SINGAPORE: The late Othman Wok was courageous and passionate in championing a multi-racial, multi-religious Singapore and the interests of ordinary people. He channelled his courage and passion into creating a better life for his fellow citizens, said Prime Minister Lee Hsien Loong in a letter to Mr Othman's wife, Lina Abdullah, on Monday (Apr 17).
Mr Lee's letter is reproduced below:
Please accept my deepest condolences on the passing of your husband, Encik Othman Wok.
Encik Othman was one of Singapore's founding fathers. He was courageous and passionate in championing a multi-racial, multi-religious Singapore and the interests of ordinary people. He channelled his courage and passion into creating a better life for his fellow citizens. Persuaded by Mr Lee Kuan Yew to enter politics, he stood for elections in 1959 in Kampong Kembangan constituency, but lost. Undeterred, he ran again in Pasir Panjang in 1963. This time he was elected, and became Minister for Social Affairs.
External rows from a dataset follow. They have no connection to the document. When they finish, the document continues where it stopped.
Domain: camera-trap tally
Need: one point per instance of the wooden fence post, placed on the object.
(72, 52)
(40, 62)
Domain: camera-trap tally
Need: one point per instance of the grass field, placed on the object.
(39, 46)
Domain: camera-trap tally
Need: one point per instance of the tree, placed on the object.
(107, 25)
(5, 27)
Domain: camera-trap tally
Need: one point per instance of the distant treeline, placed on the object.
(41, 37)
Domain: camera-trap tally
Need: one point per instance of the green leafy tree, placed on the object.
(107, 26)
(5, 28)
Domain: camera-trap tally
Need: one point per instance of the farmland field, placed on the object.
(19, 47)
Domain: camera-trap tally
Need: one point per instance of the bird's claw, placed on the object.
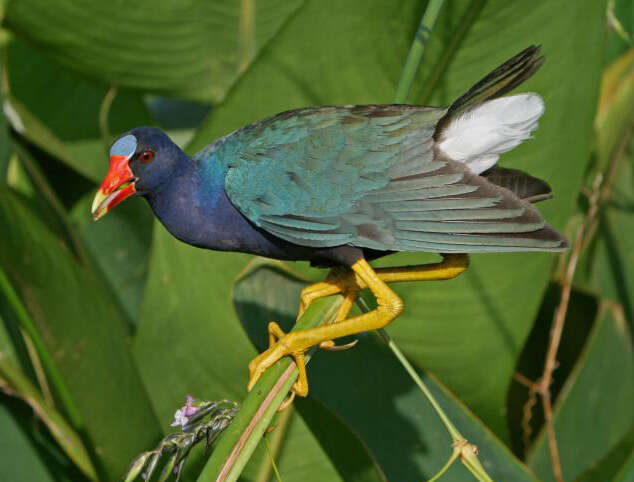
(281, 344)
(331, 346)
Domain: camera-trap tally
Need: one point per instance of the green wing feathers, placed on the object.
(371, 176)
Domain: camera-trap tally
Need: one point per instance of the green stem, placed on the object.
(416, 50)
(462, 449)
(456, 436)
(47, 360)
(240, 439)
(13, 382)
(441, 472)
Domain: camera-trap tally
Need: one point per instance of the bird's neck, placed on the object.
(194, 208)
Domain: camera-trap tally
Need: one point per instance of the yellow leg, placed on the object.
(343, 280)
(389, 306)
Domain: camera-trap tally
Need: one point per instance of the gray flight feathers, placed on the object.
(374, 177)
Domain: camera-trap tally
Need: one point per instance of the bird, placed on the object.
(340, 186)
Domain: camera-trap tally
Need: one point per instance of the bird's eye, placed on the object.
(147, 156)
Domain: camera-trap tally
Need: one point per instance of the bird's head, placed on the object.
(141, 160)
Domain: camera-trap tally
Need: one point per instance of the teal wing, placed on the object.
(370, 176)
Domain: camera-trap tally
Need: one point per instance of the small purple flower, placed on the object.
(183, 414)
Encik Othman was steadfast and unwavering in believing in a multi-racial, multi-religious, meritocratic Singapore. His dedication and courage was most clearly shown during Singapore's turbulent years in the 1960s, when Singapore was part of Malaysia, and then separated from Malaysia to become an independent republic. In a vicious fight against the communalists, Encik Othman faced great pressure and threats on his life for joining the PAP. If he had faltered, history might have taken a different course. But he stood resolutely by his convictions, and that made all the difference for Singapore.
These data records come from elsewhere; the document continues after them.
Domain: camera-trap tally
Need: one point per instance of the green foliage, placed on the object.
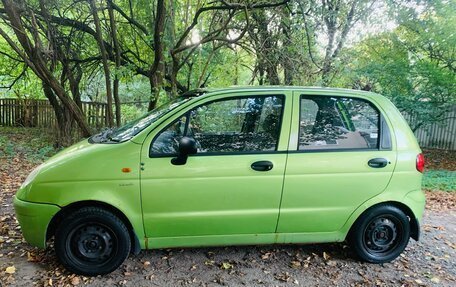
(444, 180)
(414, 65)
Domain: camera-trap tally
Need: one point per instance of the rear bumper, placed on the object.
(34, 219)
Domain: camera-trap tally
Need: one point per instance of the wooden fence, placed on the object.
(39, 113)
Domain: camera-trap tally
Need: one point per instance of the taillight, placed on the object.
(420, 162)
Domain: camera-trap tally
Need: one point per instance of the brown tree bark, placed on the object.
(32, 54)
(157, 70)
(115, 41)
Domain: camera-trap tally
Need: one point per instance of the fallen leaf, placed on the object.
(295, 264)
(226, 265)
(326, 256)
(209, 262)
(75, 281)
(10, 270)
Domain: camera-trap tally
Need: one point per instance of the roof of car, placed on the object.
(202, 91)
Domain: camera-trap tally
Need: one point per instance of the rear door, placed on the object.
(340, 156)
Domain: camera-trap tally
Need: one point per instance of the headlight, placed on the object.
(31, 176)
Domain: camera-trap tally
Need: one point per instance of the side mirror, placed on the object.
(187, 146)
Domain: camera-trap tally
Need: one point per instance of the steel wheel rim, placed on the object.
(91, 243)
(382, 235)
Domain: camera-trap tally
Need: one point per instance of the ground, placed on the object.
(429, 262)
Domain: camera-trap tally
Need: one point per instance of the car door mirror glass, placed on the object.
(187, 146)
His firm belief that one could build a multi-racial, multi-religious society, based on justice and equality, helped keep the dream alive through those dark days when Singapore was not the master of our destiny. After Separation, Encik Othman's conviction gave heart to Malay Singaporeans, and made it possible for us to remain a multi-racial society. The Singapore we know today could not have existed without Encik Othman and others of our founding generation. Mr Lee remembered the staunch support that Encik Othman had shown, and the great debt that he owed Encik Othman for his loyalty and service to Singapore, when he (Mr Lee) spoke on the occasion of his 75th birthday.
As Minister for Social Affairs and Director of the Malay Affairs Bureau from 1963 to 1981, Encik Othman put in place systems and policies that continue to serve the Malay community today. He set up the Singapore Pilgrimage Office and a system of registration for sheikh hajis and pilgrim brokers in Singapore. This system still remains largely in place, with MUIS acting as a regulator for hajj activities.
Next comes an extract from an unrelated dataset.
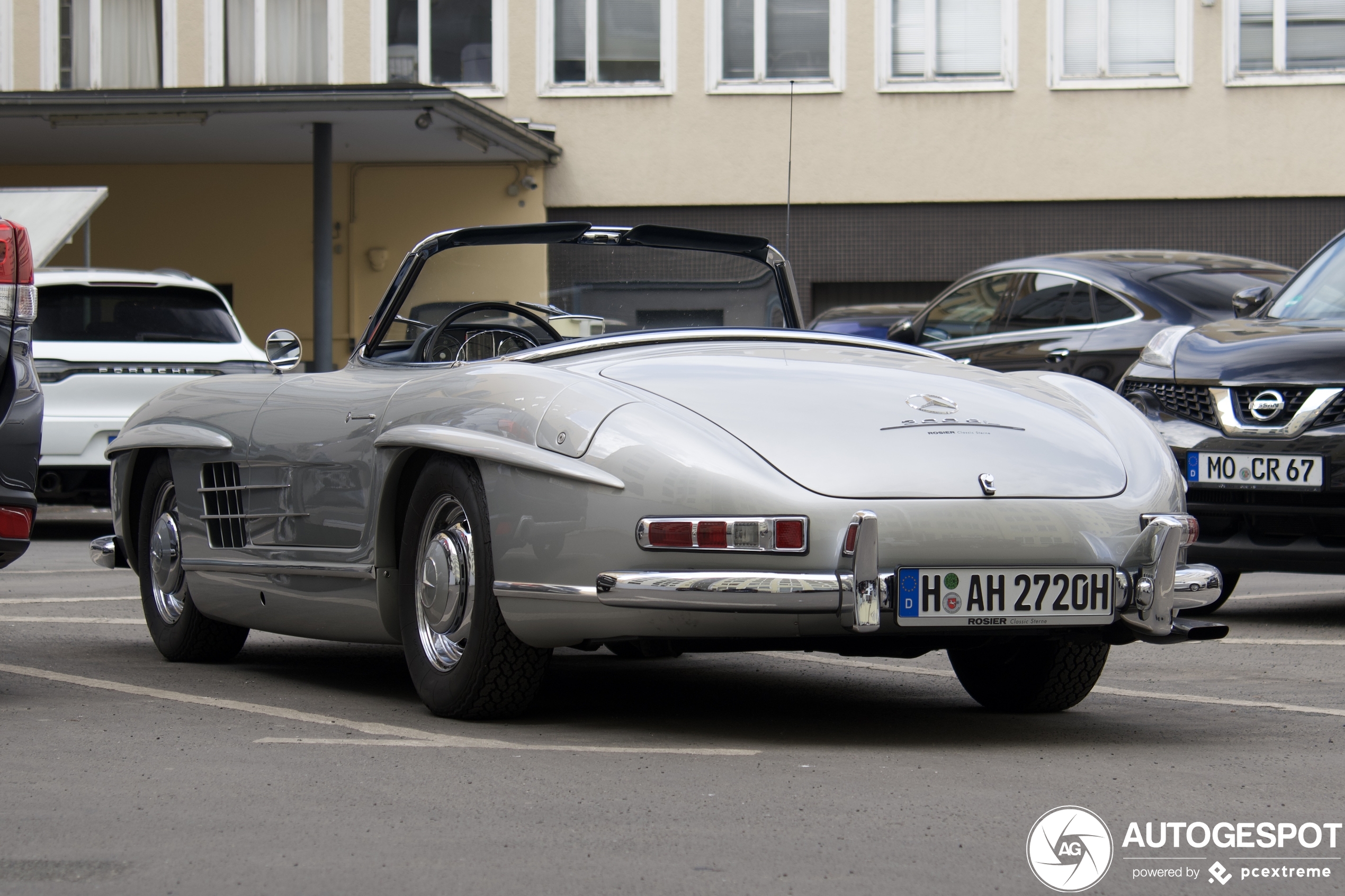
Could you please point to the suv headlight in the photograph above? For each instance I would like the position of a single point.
(1162, 347)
Encik Othman will also be remembered for his role in developing an active and vibrant sports scene in Singapore. He took an active interest in the building of the National Stadium, which would become the home of many shared memories for Singaporeans and our sporting heroes. He also promoted motor racing in Singapore years before F1 came to Singapore, when he oversaw the first Singapore Grand Prix held post-independence.
In 1983 Encik Othman was conferred the Order of Nila Utama (2nd Class) for his political, economic and social contributions to Singapore and our nation-building efforts.
Singaporeans will always remember Encik Othman as one of our founding fathers, whose courage and passion helped set Singapore on a path of peace and progress. His passing is a deep loss to the nation.
My thoughts are with you and your family during this time of sorrow.
Lee Hsien Loong
Mr Lee also paid tribute to Mr Othman in a Facebook post on Monday evening. Naming the late Cabinet minister as "one of Mr Lee Kuan Yew's closest comrades", PM Lee said he was deeply saddened by Mr Othman's passing.
"My deepest condolences to the family of Encik Othman Wok. His passing is a deep loss to Singapore," Mr Lee wrote.